FishGills3$Calcium <- as.factor(FishGills3$Calcium)
head(FishGills3)
## # A tibble: 6 × 2
## Calcium GillRate
## <fct> <dbl>
## 1 Low 55
## 2 Low 63
## 3 Low 78
## 4 Low 85
## 5 Low 65
## 6 Low 98
summary(FishGills3)
## Calcium GillRate
## High :30 Min. :33.00
## Low :30 1st Qu.:48.00
## Medium:30 Median :62.50
## Mean :61.78
## 3rd Qu.:72.00
## Max. :98.00
Compute group means:
FishGills3 %>%
group_by(Calcium) %>%
summarise(
mean_gill = mean(GillRate),
sd_gill = sd(GillRate),
n = n()
)
## # A tibble: 3 × 4
## Calcium mean_gill sd_gill n
## <fct> <dbl> <dbl> <int>
## 1 High 58.2 13.8 30
## 2 Low 68.5 16.2 30
## 3 Medium 58.7 14.3 30
Run the ANOVA:
anova_model <- aov(GillRate ~ Calcium, data = FishGills3)
summary(anova_model)
## Df Sum Sq Mean Sq F value Pr(>F)
## Calcium 2 2037 1018.6 4.648 0.0121 *
## Residuals 87 19064 219.1
## ---
## Signif. codes: 0 '***' 0.001 '**' 0.01 '*' 0.05 '.' 0.1 ' ' 1
F-statistic: F ≈ 4.65
P-value: approximately 0.0121
Since p ≈ 0.012 < 0.05, we reject the null hypothesis.

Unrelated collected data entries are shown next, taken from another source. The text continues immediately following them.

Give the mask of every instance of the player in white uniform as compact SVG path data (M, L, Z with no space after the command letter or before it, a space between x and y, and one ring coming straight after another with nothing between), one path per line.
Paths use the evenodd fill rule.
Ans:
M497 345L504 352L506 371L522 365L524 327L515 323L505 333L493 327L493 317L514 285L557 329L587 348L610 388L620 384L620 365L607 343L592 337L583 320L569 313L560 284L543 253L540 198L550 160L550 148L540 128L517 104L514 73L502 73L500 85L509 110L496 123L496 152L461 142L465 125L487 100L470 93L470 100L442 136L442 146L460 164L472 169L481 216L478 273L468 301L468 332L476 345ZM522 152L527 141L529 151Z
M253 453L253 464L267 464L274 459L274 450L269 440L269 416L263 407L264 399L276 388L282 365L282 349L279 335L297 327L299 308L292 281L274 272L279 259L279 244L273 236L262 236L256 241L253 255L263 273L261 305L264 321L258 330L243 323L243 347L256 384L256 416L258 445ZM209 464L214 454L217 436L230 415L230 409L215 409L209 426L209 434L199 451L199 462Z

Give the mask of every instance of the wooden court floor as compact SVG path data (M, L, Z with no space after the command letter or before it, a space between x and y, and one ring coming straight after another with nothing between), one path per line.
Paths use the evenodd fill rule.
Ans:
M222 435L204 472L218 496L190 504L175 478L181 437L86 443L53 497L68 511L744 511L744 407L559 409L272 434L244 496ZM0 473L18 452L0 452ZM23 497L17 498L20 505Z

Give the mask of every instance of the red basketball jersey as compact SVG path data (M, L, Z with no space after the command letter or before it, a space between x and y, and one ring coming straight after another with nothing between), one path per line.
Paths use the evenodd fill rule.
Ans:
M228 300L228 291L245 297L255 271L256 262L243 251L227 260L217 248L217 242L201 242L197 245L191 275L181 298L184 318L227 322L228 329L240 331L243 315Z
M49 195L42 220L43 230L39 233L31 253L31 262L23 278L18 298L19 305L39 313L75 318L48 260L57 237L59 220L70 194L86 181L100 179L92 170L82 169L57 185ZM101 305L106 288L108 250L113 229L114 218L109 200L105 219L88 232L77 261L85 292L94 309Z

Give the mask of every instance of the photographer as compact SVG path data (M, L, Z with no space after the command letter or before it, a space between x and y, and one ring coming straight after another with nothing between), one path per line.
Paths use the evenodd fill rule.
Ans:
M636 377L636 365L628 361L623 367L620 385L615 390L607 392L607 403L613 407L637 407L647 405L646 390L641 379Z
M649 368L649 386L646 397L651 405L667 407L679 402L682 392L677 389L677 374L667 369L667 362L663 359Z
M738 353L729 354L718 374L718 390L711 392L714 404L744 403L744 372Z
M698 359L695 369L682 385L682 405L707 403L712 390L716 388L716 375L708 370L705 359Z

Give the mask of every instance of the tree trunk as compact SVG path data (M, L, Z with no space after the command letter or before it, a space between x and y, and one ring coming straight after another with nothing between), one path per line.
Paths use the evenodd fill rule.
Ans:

Conclusion: There is evidence that mean gill beat rate differs among at least some of the calcium levels.
Post-hoc Comparison: Tukey’s HSD
Since ANOVA is significant, we use Tukey’s HSD to see which calcium levels differ.
TukeyHSD(anova_model)
## Tukey multiple comparisons of means
## 95% family-wise confidence level
##
## Fit: aov(formula = GillRate ~ Calcium, data = FishGills3)
##
## $Calcium
## diff lwr upr p adj
## Low-High 10.333333 1.219540 19.4471264 0.0222533
## Medium-High 0.500000 -8.613793 9.6137931 0.9906108
## Medium-Low -9.833333 -18.947126 -0.7195402 0.0313247
Interpretation of Tukey’s HSD (from your real data):
The comparison between Low and High calcium levels is significant.

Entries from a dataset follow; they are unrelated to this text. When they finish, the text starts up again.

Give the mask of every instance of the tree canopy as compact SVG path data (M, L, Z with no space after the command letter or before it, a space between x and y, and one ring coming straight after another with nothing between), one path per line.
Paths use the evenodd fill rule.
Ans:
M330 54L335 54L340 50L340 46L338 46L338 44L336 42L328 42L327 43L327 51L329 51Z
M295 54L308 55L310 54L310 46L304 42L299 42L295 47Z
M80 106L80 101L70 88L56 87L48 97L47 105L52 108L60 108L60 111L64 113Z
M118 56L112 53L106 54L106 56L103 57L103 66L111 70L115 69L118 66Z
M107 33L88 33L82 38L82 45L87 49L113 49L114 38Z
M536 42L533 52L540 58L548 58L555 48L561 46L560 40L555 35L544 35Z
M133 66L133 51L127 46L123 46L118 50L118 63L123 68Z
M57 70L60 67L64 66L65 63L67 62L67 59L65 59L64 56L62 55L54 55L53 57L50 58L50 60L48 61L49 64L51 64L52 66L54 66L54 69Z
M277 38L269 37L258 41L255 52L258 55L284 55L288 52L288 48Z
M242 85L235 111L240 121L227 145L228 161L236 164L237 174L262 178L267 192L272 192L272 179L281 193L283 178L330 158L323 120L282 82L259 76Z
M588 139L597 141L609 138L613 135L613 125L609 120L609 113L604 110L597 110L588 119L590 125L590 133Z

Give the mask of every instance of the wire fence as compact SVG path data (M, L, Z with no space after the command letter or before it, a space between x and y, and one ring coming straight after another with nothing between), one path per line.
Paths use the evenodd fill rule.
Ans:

Other pairwise comparisons (e.g., Low vs Medium, Medium vs High) are not statistically significant at the 0.05 level.
Overall Conclusion Calcium level in the water has a significant effect on mean gill beat rate. In particular, fish in high-calcium water have significantly different gill rates compared with fish in low-calcium water, based on the Tukey post-hoc results.